Hi, I’m Hannah Palmer, a DIO Area Utilities Manager. I’m responsible for managing utilities at Her Majesty’s Naval Base (HMNB) Devonport, in Plymouth. I also look after utilities at other local sites, including Okehampton Camp and Britannia Royal Naval College.
I analyse data and investigate energy usage at sites and look into how targets are being achieved. I also engage with various interested parties, such as service personnel and Industry Partners, to raise awareness of energy use and kick-start behavioural change.
Plymouth Breakwater is another of the sites I am responsible for and a few months ago, when an opportunity for a day out arose, I jumped at the chance.
Plymouth Breakwater lies at the mouth of Plymouth Sound and protects anchorage within the Sound as well as the harbour. It is almost a mile long and lies 2 ½ miles out from Plymouth Hoe. Construction began in 1812 and wasn't completed until 1841.
In order to keep the Breakwater in good condition there is a programme to sink 100-tonne concrete blocks on the far side in order to soften the impact of the Atlantic. The blocks are forged nearby at Oreston and transported into position – approximately 12 are made and sunk annually. All this made it a bit different from my usual site visits!
A Day Out
The purpose of the trip was for a routine survey of the Navigational Aids (Nav Aids) in the Sound. We all wanted to identify any damage that may have occurred to the Breakwater during the storms earlier this year.
The Nav Aids are vital to guide shipping, including Royal Navy vessels entering and leaving HMNB Devonport, which makes them DIO’s responsibility. Without them, the Navy would have a much harder time accessing its own base so it’s essential that they are kept in good condition.
Over the past couple of years, all the Nav Aids have been fitted with solar panels, as they are seen as a more reliable energy source than electricity in remote spots – and solar power is also great for energy efficiency.
Whilst on the Breakwater, I was told that during the storms, two 100-tonne blocks were lifted and thrown over the 20ft wide stone wall and another had landed on top, demonstrating the strength of the sea.
The high Spring tides and relentless stormy weather meant that the Breakwater could not protect the Sound. This led to waves crashing on the Hoe Foreshore in a way that hasn’t been seen for many years. Properties and businesses were destroyed.
The storm highlighted the importance of the Breakwater as without it storms of less magnitude would also have an impact on Plymouth’s coastline.
Whilst on the Breakwater, I also had the opportunity to explore the lighthouse. Once at the top, I was surprised to see the tiny bulb that provides the light.
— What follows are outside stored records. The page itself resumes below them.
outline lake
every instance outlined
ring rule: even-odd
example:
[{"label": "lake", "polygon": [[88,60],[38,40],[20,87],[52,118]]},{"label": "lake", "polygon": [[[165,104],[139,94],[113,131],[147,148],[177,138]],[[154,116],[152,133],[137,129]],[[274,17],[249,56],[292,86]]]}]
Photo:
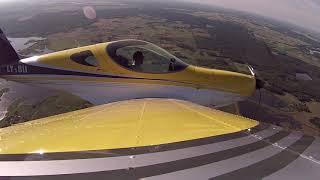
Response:
[{"label": "lake", "polygon": [[311,81],[312,78],[307,73],[296,73],[296,79],[303,81]]},{"label": "lake", "polygon": [[[16,51],[21,51],[23,49],[26,49],[34,45],[36,43],[35,41],[44,40],[45,38],[42,38],[42,37],[10,38],[8,37],[8,39]],[[32,42],[29,42],[29,41],[32,41]]]}]

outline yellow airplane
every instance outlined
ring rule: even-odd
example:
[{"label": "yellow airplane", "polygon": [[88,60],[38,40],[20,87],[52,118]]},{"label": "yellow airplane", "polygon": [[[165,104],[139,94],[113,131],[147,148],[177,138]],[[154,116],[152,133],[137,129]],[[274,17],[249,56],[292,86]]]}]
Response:
[{"label": "yellow airplane", "polygon": [[2,54],[10,58],[1,62],[2,78],[62,89],[97,105],[174,98],[223,106],[256,89],[253,74],[191,66],[145,41],[101,43],[26,59],[19,59],[8,43],[3,47]]},{"label": "yellow airplane", "polygon": [[19,60],[0,33],[0,56],[2,78],[104,103],[0,129],[0,179],[320,177],[318,137],[202,106],[248,97],[254,73],[194,67],[137,40]]}]

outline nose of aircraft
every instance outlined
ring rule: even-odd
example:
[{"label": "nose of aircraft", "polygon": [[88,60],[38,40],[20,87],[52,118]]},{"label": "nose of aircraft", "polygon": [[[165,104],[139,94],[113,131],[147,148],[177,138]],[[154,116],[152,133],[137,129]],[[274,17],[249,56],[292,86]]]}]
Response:
[{"label": "nose of aircraft", "polygon": [[237,72],[195,67],[202,87],[251,96],[256,89],[256,78]]}]

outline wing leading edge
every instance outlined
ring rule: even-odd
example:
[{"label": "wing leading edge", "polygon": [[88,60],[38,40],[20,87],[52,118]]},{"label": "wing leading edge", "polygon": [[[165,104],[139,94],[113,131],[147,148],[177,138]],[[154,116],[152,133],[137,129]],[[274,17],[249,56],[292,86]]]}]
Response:
[{"label": "wing leading edge", "polygon": [[319,138],[178,100],[97,106],[4,128],[0,138],[0,179],[320,176]]}]

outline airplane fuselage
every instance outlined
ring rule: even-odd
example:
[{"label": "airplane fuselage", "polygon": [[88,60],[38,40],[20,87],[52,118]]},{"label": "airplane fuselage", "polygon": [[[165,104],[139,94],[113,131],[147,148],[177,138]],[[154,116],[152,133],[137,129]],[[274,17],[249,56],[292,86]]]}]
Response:
[{"label": "airplane fuselage", "polygon": [[[131,62],[135,51],[145,56],[140,67]],[[253,76],[187,65],[162,51],[144,41],[102,43],[21,59],[2,65],[0,73],[7,80],[68,91],[94,104],[172,98],[223,106],[255,90]]]}]

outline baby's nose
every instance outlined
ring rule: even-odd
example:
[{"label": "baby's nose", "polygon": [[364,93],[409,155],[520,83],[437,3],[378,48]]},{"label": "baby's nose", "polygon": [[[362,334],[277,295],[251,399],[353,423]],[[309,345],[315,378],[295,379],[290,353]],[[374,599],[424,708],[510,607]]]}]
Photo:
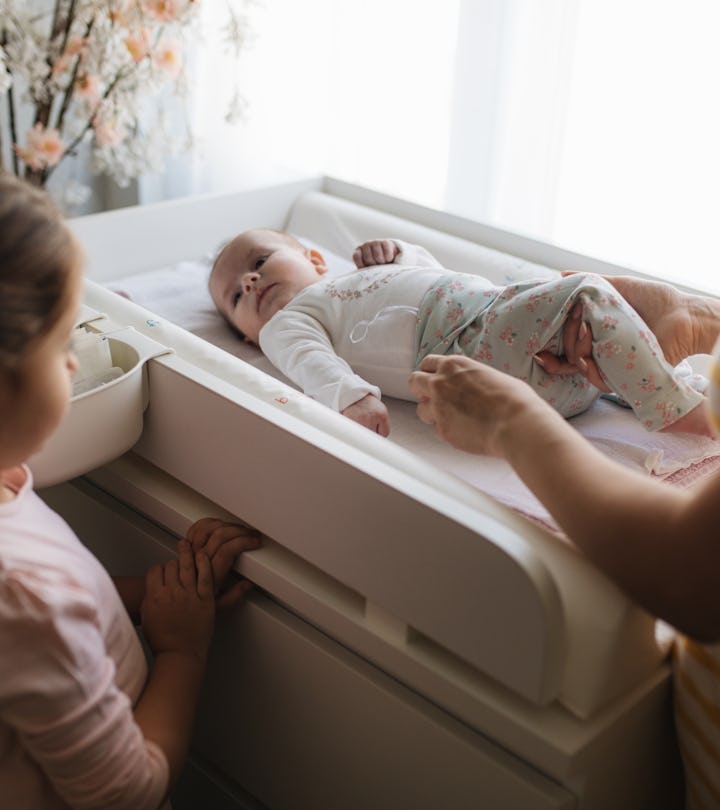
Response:
[{"label": "baby's nose", "polygon": [[250,292],[250,290],[252,290],[252,288],[257,284],[259,278],[259,273],[245,273],[243,277],[243,290],[245,292]]}]

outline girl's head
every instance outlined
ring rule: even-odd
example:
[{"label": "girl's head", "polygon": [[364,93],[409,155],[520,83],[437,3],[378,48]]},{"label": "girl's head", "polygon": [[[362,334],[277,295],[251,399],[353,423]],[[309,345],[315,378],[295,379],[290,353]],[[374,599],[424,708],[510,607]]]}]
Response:
[{"label": "girl's head", "polygon": [[81,264],[47,195],[0,173],[0,469],[39,450],[65,413]]}]

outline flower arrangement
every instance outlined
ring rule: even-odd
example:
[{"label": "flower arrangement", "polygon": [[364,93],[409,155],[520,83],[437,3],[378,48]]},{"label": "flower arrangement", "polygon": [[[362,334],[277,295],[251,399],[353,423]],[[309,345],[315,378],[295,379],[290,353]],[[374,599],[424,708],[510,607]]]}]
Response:
[{"label": "flower arrangement", "polygon": [[[223,33],[236,56],[247,2],[227,2]],[[200,5],[0,0],[0,167],[44,186],[87,143],[92,171],[120,185],[162,168],[181,141],[162,101],[187,92],[184,54]],[[237,114],[237,93],[231,103]]]}]

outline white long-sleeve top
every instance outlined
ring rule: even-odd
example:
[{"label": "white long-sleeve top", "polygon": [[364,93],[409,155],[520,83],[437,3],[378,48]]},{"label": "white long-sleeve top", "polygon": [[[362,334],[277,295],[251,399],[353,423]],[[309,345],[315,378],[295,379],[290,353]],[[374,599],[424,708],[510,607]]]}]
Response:
[{"label": "white long-sleeve top", "polygon": [[[260,348],[306,394],[342,411],[367,394],[414,399],[420,303],[448,273],[424,248],[394,240],[392,264],[321,279],[260,330]],[[488,282],[489,285],[489,282]]]}]

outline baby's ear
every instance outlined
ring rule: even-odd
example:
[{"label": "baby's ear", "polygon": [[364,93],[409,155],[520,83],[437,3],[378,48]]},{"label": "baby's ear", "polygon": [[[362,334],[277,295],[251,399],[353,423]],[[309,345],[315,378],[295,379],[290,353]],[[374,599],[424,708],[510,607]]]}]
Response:
[{"label": "baby's ear", "polygon": [[317,270],[319,275],[327,273],[327,265],[325,264],[325,258],[323,257],[322,253],[320,253],[319,250],[314,250],[313,248],[305,248],[305,255],[315,265],[315,269]]}]

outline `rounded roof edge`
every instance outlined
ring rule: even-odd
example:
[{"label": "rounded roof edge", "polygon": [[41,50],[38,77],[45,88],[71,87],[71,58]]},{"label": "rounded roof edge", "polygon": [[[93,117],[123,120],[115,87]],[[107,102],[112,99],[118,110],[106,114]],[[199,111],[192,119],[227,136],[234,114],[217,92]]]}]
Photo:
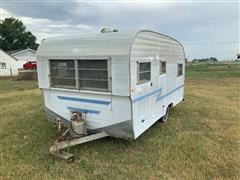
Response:
[{"label": "rounded roof edge", "polygon": [[158,35],[161,35],[161,36],[165,36],[165,37],[167,37],[167,38],[169,38],[169,39],[171,39],[171,40],[173,40],[173,41],[176,41],[176,42],[183,48],[183,53],[184,53],[184,57],[185,57],[185,49],[184,49],[183,44],[182,44],[180,41],[176,40],[175,38],[173,38],[173,37],[171,37],[171,36],[168,36],[168,35],[166,35],[166,34],[160,33],[160,32],[156,32],[156,31],[153,31],[153,30],[146,30],[146,29],[139,30],[139,31],[136,33],[136,35],[134,36],[134,38],[135,38],[138,34],[140,34],[141,32],[155,33],[155,34],[158,34]]},{"label": "rounded roof edge", "polygon": [[[101,38],[101,39],[108,39],[108,37],[115,37],[115,39],[118,38],[133,38],[135,34],[137,34],[139,31],[129,31],[129,32],[106,32],[106,33],[83,33],[78,35],[68,35],[68,36],[56,36],[45,39],[43,42],[54,42],[54,41],[63,41],[63,40],[70,40],[70,39],[92,39],[92,38]],[[116,36],[117,35],[117,36]]]},{"label": "rounded roof edge", "polygon": [[126,55],[129,54],[134,39],[142,32],[165,36],[176,41],[183,48],[179,41],[170,36],[143,29],[129,32],[86,33],[48,38],[40,44],[37,56]]}]

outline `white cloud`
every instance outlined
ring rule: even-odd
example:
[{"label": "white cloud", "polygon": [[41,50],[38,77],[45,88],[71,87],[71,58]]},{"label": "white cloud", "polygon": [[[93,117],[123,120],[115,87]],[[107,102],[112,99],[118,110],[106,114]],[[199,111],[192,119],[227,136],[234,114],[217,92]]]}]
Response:
[{"label": "white cloud", "polygon": [[49,27],[51,28],[67,28],[69,27],[69,24],[50,24]]},{"label": "white cloud", "polygon": [[7,10],[3,9],[2,7],[0,7],[0,20],[5,19],[6,17],[10,17],[11,13],[8,12]]},{"label": "white cloud", "polygon": [[36,37],[37,42],[40,43],[42,39],[64,36],[77,35],[87,32],[96,32],[99,27],[89,26],[85,24],[70,25],[65,21],[54,21],[46,18],[31,18],[24,16],[17,16],[7,10],[1,8],[1,19],[6,17],[15,17],[20,19],[27,27],[27,31],[31,31]]},{"label": "white cloud", "polygon": [[239,41],[239,2],[53,1],[5,7],[1,11],[3,17],[22,20],[38,42],[53,36],[95,33],[108,27],[120,32],[151,29],[170,35],[186,46],[186,56],[190,59],[235,58],[235,51],[239,49],[239,43],[201,44]]}]

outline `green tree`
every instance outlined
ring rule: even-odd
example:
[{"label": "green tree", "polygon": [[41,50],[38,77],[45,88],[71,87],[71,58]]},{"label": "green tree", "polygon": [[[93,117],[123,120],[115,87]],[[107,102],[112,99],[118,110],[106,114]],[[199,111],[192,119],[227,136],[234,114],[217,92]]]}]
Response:
[{"label": "green tree", "polygon": [[0,48],[4,51],[22,50],[31,48],[36,50],[38,44],[36,37],[29,31],[22,21],[10,17],[0,22]]}]

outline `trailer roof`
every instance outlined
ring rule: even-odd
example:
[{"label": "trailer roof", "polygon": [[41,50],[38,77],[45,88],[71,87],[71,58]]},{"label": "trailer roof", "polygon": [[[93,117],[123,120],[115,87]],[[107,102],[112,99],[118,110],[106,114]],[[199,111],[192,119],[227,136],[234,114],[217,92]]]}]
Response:
[{"label": "trailer roof", "polygon": [[[37,57],[73,58],[79,56],[128,55],[133,39],[140,32],[156,33],[141,30],[128,33],[110,32],[49,38],[44,40],[39,46]],[[163,34],[160,35],[165,36]],[[165,37],[172,39],[168,36]]]}]

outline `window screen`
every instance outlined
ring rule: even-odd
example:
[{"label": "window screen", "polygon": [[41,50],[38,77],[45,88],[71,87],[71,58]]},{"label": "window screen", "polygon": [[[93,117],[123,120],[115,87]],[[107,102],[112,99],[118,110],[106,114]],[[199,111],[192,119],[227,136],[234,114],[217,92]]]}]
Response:
[{"label": "window screen", "polygon": [[182,76],[183,74],[183,64],[177,64],[177,76]]},{"label": "window screen", "polygon": [[151,80],[151,63],[140,62],[138,63],[138,84]]},{"label": "window screen", "polygon": [[74,60],[50,60],[52,87],[76,88]]},{"label": "window screen", "polygon": [[165,74],[166,73],[166,62],[160,61],[160,74]]},{"label": "window screen", "polygon": [[107,60],[78,60],[79,89],[108,90]]},{"label": "window screen", "polygon": [[6,66],[6,63],[5,63],[5,62],[1,62],[0,64],[1,64],[1,69],[6,69],[6,68],[7,68],[7,66]]}]

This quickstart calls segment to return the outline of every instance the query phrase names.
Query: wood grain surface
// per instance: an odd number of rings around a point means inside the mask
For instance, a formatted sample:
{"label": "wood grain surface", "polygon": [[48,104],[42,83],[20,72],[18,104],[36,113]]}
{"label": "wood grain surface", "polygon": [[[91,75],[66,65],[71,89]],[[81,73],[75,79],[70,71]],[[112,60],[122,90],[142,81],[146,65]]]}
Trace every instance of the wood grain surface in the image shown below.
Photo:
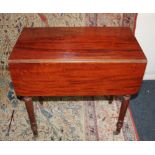
{"label": "wood grain surface", "polygon": [[146,62],[129,28],[25,28],[9,70],[19,96],[126,95]]}
{"label": "wood grain surface", "polygon": [[125,27],[24,28],[9,61],[146,59],[141,51]]}
{"label": "wood grain surface", "polygon": [[10,64],[20,96],[96,96],[138,92],[144,63]]}

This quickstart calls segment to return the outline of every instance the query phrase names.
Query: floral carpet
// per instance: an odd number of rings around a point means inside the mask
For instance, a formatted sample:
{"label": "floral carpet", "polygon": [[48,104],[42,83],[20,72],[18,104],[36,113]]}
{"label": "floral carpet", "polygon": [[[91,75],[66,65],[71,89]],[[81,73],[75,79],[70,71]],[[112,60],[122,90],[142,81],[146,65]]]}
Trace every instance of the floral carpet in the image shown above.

The external glass strips surrounding the bulb reflect the light so well that only a small one is required. The only energy required on the Breakwater is electricity to supply the light.
This trip was great in helping me to understand one of my sites, albeit a small one. It was also a good opportunity to meet and network with other interested parties within the Dockyard. These included the Dockyard Health, Safety and Environmental Managers for both our industry partner Babcock Marine and the Ministry of Defence. I see these people as key individuals colleagues that I need to work with within my utilities role at Devonport.